Avijeet Shil
2025
ESAQueryRank: Ranking Query Interpretations for Document Retrieval Using Explicit Semantic Analysis
Avijeet Shil | Wei Jin
Proceedings of the 15th International Conference on Recent Advances in Natural Language Processing - Natural Language Processing in the Generative AI Era
Avijeet Shil | Wei Jin
Proceedings of the 15th International Conference on Recent Advances in Natural Language Processing - Natural Language Processing in the Generative AI Era
Representing query translation into relevant entities is a critical component of an information retrieval system. This paper proposes an unsupervised framework, ESAQueryRank, designed to process natural language queries by mapping n-gram phrases to Wikipedia titles and ranking potential entity and phrase combinations using Explicit Semantic Analysis. Unlike previous approaches, this framework does not rely on query expansion, syntactic parsing, or manual annotation. Instead, it leverages Wikipedia metadata—such as titles, redirects, disambiguation pages to disambiguate entities and identify the most relevant ones based on cosine similarity in the ESA space. ESAQueryRank is evaluated using a random set of TREC questions and compared against a keyword-based approach and a context-based question translation model (CBQT).
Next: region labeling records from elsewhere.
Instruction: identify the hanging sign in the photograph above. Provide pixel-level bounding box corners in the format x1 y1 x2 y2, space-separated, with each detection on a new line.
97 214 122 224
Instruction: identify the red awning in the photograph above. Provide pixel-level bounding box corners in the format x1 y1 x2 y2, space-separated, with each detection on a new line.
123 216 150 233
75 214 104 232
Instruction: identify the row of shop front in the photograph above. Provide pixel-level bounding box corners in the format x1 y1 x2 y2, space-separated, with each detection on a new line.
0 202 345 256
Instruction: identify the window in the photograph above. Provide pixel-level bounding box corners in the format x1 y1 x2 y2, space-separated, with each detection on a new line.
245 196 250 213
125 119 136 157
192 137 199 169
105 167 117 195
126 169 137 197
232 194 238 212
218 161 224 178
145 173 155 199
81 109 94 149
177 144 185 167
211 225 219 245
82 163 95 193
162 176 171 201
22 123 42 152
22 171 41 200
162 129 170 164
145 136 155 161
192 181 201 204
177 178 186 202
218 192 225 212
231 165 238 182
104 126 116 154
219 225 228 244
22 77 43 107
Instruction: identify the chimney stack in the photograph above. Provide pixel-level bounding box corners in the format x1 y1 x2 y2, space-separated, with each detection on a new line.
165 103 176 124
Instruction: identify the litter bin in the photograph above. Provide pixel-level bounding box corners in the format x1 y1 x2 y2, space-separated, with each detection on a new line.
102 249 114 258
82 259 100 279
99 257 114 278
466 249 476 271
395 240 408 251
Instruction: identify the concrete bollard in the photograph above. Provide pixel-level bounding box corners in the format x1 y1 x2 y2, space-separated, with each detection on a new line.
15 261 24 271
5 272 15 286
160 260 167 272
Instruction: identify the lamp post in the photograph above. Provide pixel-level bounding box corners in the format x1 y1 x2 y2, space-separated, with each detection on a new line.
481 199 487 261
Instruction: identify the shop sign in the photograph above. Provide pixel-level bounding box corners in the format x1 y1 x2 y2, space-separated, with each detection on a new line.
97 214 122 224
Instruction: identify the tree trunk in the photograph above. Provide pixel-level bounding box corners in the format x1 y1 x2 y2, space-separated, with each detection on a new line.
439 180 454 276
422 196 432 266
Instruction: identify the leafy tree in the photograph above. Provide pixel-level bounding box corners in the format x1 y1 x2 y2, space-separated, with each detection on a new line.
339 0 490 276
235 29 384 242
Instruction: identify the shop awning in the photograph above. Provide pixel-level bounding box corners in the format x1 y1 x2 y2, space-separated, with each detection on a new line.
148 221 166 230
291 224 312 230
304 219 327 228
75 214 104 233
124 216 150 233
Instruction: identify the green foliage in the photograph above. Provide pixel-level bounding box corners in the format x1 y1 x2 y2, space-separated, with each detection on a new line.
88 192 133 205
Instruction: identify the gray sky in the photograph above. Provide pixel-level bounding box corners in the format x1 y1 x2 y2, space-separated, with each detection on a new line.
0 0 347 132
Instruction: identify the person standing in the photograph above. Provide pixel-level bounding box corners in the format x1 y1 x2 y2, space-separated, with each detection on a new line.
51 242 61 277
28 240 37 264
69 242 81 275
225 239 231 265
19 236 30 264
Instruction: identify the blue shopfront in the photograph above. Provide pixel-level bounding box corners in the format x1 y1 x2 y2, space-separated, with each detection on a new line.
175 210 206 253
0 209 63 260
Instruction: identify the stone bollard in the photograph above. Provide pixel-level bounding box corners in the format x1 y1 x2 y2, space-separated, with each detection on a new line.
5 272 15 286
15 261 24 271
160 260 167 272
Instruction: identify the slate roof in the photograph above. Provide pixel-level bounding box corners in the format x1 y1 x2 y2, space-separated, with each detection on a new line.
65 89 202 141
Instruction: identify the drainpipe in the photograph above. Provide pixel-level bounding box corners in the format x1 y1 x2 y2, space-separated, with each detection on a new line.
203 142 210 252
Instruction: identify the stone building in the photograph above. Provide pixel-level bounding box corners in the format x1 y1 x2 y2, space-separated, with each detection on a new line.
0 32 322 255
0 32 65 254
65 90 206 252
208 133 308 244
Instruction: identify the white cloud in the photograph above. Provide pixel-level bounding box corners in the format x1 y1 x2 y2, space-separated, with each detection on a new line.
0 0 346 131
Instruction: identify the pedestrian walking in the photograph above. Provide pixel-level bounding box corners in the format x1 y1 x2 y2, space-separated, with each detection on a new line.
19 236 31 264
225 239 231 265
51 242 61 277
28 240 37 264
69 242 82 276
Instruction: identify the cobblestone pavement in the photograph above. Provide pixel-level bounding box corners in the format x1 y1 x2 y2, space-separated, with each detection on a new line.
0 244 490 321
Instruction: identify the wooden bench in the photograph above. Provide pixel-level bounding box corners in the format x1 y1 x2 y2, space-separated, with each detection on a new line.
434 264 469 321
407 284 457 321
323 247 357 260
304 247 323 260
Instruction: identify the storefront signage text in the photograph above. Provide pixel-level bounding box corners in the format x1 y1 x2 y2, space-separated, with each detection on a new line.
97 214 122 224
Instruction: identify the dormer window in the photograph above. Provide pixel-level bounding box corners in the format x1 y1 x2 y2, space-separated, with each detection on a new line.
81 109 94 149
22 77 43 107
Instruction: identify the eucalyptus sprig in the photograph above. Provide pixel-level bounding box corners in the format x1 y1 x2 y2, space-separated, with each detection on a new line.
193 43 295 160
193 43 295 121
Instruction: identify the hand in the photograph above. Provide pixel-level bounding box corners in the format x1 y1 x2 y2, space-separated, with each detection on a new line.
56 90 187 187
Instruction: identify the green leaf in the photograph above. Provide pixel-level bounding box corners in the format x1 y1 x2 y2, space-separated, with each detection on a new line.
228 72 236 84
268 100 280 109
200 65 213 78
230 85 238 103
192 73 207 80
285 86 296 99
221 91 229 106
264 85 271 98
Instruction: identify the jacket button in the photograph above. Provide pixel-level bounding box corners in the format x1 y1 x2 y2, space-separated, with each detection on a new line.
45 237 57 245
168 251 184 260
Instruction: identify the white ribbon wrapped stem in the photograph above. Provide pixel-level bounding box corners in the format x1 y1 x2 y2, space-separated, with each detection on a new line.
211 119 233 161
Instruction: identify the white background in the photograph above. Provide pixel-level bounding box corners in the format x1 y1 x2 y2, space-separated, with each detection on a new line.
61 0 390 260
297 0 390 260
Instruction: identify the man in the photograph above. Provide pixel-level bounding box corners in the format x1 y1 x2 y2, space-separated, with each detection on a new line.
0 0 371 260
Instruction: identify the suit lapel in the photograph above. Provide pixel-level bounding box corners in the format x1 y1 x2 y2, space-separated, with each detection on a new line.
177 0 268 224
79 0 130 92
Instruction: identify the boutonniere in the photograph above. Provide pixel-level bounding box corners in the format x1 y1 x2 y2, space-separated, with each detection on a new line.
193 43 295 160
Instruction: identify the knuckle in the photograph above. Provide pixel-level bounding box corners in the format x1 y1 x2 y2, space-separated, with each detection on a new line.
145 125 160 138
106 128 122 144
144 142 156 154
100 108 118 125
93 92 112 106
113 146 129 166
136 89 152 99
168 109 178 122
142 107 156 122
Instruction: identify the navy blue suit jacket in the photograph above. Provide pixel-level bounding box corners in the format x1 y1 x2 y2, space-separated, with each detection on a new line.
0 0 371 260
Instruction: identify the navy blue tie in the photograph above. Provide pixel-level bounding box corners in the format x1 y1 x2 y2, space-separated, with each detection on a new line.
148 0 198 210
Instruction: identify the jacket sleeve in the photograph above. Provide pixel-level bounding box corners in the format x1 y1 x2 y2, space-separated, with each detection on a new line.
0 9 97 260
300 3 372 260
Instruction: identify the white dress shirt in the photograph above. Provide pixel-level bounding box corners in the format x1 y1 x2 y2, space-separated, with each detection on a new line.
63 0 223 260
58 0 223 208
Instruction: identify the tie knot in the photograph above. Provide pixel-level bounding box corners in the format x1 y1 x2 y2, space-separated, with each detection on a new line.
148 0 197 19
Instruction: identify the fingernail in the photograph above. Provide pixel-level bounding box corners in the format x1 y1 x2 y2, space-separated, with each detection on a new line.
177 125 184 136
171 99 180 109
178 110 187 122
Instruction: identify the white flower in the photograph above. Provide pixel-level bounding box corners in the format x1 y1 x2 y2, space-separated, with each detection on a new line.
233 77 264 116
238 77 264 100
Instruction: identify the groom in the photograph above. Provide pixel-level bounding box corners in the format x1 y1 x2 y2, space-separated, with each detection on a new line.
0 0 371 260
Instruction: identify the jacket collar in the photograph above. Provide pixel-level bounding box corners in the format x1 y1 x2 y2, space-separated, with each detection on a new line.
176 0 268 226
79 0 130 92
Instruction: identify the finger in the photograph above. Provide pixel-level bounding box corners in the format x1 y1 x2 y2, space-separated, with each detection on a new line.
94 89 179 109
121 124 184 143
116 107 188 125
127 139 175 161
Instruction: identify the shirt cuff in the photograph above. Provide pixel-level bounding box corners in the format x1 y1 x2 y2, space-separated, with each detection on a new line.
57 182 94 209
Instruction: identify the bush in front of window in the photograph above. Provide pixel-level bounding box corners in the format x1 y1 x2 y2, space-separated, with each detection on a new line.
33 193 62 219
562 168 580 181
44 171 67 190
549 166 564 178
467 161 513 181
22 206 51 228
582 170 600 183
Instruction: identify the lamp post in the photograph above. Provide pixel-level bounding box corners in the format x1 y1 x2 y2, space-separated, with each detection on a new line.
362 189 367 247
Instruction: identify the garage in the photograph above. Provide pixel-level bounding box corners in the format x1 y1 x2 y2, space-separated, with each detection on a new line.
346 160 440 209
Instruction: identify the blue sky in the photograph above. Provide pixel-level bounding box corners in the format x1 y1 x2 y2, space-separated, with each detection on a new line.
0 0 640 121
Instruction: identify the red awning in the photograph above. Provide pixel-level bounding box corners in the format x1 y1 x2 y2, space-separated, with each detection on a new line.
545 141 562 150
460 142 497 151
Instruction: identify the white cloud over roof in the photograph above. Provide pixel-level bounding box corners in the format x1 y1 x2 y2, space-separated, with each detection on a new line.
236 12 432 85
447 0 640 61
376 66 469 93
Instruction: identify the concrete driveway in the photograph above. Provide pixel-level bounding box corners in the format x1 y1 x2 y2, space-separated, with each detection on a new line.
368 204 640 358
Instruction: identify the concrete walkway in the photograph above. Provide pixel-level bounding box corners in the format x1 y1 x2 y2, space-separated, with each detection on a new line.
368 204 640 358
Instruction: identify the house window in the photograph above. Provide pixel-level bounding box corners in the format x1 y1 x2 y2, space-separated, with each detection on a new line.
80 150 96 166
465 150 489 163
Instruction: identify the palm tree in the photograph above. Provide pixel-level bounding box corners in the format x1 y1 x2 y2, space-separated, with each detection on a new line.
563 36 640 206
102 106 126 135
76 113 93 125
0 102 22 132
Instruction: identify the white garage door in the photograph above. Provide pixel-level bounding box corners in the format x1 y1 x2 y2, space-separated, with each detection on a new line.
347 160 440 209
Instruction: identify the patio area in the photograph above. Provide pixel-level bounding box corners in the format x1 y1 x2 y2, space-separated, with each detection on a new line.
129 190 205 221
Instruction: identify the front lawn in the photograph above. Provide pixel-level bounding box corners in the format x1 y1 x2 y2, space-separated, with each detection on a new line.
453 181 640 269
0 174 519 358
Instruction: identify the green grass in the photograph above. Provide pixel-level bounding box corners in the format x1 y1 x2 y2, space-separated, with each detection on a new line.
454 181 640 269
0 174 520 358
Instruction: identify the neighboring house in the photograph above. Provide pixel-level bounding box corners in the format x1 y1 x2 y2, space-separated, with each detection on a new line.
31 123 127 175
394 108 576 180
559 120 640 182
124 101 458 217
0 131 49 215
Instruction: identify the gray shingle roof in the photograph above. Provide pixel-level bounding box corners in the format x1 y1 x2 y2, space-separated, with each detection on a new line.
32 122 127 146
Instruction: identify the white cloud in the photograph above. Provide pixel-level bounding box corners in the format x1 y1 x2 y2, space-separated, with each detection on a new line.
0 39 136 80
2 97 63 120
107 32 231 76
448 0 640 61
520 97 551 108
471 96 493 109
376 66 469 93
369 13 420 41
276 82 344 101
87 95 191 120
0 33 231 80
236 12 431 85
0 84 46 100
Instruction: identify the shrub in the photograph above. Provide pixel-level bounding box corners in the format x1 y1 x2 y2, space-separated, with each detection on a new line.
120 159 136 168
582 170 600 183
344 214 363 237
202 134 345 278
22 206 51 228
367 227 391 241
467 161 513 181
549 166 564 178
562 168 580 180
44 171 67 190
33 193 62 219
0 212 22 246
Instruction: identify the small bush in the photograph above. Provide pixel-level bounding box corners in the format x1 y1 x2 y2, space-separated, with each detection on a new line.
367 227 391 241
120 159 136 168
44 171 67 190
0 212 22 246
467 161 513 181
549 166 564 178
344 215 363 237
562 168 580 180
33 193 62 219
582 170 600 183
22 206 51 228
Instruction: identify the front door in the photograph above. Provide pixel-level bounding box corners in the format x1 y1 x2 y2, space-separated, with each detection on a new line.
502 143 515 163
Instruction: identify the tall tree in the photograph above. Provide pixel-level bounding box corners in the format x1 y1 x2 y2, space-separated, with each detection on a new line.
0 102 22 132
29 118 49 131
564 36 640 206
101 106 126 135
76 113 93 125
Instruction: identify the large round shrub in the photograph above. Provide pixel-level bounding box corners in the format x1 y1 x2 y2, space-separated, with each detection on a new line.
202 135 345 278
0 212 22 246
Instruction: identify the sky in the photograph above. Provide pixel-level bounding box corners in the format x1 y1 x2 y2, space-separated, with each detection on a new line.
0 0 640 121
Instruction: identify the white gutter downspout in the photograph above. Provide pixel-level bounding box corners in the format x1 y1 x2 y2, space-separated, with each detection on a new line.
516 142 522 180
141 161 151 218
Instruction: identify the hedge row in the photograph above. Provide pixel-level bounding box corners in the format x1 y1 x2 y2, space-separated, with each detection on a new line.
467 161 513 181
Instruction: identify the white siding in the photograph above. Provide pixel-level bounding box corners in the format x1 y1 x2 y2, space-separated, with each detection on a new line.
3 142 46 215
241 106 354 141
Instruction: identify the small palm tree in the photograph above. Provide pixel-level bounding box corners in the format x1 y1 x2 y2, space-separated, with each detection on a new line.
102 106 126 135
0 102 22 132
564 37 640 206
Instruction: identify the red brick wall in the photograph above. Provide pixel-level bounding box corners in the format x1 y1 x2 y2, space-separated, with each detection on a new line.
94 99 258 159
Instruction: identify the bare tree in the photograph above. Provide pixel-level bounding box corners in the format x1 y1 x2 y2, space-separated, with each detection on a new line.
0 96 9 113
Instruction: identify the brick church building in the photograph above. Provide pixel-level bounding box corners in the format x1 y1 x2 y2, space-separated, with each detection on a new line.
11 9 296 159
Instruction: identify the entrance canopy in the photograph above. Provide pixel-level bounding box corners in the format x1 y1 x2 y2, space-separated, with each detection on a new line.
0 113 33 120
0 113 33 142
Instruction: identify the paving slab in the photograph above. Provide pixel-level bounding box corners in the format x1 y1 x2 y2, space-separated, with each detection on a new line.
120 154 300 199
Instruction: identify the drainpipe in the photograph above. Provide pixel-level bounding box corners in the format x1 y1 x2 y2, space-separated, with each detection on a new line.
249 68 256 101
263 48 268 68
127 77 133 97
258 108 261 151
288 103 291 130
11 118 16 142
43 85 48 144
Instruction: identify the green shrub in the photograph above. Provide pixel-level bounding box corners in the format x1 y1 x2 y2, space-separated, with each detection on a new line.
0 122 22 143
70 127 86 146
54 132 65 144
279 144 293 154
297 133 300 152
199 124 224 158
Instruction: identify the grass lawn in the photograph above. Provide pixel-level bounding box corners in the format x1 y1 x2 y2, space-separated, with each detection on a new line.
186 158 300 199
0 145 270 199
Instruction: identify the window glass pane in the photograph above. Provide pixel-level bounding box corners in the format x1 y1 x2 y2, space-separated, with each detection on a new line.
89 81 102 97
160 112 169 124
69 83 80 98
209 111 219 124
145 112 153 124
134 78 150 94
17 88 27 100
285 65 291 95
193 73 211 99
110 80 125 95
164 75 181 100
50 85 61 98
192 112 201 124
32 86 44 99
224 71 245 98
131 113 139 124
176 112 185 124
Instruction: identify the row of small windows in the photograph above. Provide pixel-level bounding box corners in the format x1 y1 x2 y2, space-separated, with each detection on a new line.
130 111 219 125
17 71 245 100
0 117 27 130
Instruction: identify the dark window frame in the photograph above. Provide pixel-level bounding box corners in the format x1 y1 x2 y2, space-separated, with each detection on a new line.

In all comparisons of full category types, ESAQueryRank consistently shows better results against both methods. Notably, the framework excels with more complex queries, achieving improvements in Mean Reciprocal Rank (MRR) of up to 480% for intricate queries like those beginning with “Why,” even without explicitly incorporating the question type. These results demonstrate that ESAQueryRank is an effective, transparent, and domain-independent framework for building natural language interfaces.